Finding 2023-001: Federal Agency: U.S. Department of Housing and Urban Development Federal Program Titles: Section 8 Housing Choice Vouchers Program Federal Catalog Numbers: 14.871 Noncompliance – E. Eligibility – Tenant Files Non Compliance Material to the Financial Statements: No Significant Deficiency in Internal Control over Compliance for Eligibility Criteria: Tenant Files. The PHA must do the following: As a condition of admission or continued occupancy, require the tenant and other family member to provide necessary information, documentation, and releases for the PHA to verify income eligibility (24 CFR sections 5.230, 5.609, and 982.516). These files are required to be maintained and available for examination at the time of audit. Condition: Based upon inspection of the Authority’s files and on discussion with management, there were documents that were unavailable for examination at the time of audit. Context: There are approximately 1,782 units. Of a sample size of thirty-one (31) tenant files, the following was noted: • HUD 50058 Form was missing in 1 file • Verification of income and assets was missing in 1 file. Our sample size is statistically valid.

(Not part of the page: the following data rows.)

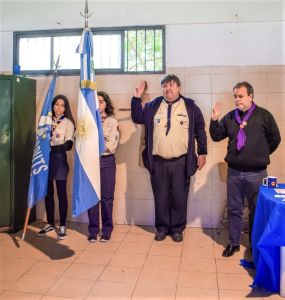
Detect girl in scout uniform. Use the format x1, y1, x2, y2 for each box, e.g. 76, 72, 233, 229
38, 95, 75, 240
88, 92, 119, 242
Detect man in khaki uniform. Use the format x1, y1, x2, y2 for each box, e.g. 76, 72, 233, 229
132, 74, 207, 242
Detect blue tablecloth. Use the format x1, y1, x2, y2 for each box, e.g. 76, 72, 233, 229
252, 184, 285, 292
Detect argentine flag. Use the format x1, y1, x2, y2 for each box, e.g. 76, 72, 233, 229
72, 28, 105, 217
28, 75, 56, 208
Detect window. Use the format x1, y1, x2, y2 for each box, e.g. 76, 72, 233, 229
13, 26, 165, 75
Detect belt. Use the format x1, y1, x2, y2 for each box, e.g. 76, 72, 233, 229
153, 154, 187, 161
101, 154, 114, 158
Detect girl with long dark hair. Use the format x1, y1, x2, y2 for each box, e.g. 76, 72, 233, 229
38, 95, 75, 240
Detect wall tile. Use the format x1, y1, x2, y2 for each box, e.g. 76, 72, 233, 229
32, 66, 285, 227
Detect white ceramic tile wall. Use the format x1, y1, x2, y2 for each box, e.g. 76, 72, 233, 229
37, 66, 285, 227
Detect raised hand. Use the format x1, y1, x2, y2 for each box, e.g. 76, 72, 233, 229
134, 81, 145, 98
212, 102, 221, 121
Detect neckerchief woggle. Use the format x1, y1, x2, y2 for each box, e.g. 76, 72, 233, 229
235, 103, 256, 151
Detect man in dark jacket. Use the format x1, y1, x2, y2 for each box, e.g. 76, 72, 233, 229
132, 74, 207, 242
210, 82, 281, 257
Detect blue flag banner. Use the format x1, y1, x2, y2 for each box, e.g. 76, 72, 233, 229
72, 28, 105, 217
28, 75, 56, 208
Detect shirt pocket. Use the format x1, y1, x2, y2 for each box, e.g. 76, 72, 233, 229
53, 126, 65, 141
153, 116, 165, 127
176, 116, 189, 129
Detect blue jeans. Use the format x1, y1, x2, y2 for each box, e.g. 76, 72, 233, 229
227, 168, 267, 246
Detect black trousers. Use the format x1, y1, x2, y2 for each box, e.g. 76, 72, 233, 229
88, 155, 116, 236
45, 180, 68, 226
227, 168, 267, 246
151, 155, 190, 234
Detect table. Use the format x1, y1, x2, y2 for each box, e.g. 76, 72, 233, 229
252, 184, 285, 297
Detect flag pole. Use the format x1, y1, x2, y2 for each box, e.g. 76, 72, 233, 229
22, 207, 31, 241
80, 0, 92, 29
22, 55, 60, 241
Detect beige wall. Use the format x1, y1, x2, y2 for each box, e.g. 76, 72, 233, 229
37, 66, 285, 227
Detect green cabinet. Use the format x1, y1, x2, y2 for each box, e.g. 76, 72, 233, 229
0, 75, 36, 230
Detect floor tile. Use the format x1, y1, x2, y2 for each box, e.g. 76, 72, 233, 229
138, 267, 178, 289
9, 273, 57, 294
175, 287, 219, 300
177, 271, 218, 289
219, 289, 262, 300
75, 250, 113, 266
86, 281, 135, 300
0, 291, 42, 300
47, 278, 95, 298
218, 273, 253, 291
144, 255, 180, 271
117, 242, 150, 254
131, 285, 175, 300
99, 266, 141, 283
149, 243, 182, 256
62, 263, 105, 281
27, 261, 70, 277
107, 254, 146, 268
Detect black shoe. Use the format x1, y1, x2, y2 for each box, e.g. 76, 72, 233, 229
100, 234, 111, 243
57, 226, 67, 240
223, 244, 240, 257
154, 231, 166, 242
171, 232, 183, 243
37, 224, 55, 236
87, 234, 97, 243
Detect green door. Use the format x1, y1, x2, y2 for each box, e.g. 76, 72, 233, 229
0, 80, 12, 226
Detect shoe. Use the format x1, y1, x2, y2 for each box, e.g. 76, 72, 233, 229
87, 234, 97, 243
37, 224, 55, 236
100, 234, 111, 243
223, 244, 240, 257
171, 232, 183, 243
57, 226, 67, 240
154, 231, 166, 242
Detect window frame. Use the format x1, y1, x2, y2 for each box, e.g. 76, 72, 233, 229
13, 25, 166, 76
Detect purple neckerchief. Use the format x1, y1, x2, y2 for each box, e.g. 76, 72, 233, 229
235, 103, 256, 151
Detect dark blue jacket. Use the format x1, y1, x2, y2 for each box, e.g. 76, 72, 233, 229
131, 96, 207, 179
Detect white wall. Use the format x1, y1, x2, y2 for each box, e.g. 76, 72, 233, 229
0, 0, 285, 71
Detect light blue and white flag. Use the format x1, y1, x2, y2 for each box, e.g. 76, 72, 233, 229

Cause: There is a significant deficiency in internal controls over the compliance for the eligibility type of compliance related to the maintenance of tenant files. The Authority has not properly considered, designed, implemented, maintained and monitored a system of internal controls that assures the program is in compliance. Effect: The Section 8 Housing Choice Vouchers Program is in non-compliance with the eligibility type of compliance related to the maintenance of tenant files. Recommendation: We recommend the Authority design and implement internal control procedures that will assure compliance with the Uniform Guidance and the compliance supplement. Views of responsible officials and planned corrective action: The Authority accepts the recommendation of the auditor. The affected files relate to clients that have been on the program for decades and as files get large, archiving takes place. To correct this finding, a directive will be issued to staff that will ensure that when files are archived the original application must be placed in the current working file going forward. Allison Landrum, Chief Executive Officer, is responsible for implementing this corrective action by September 30, 2024.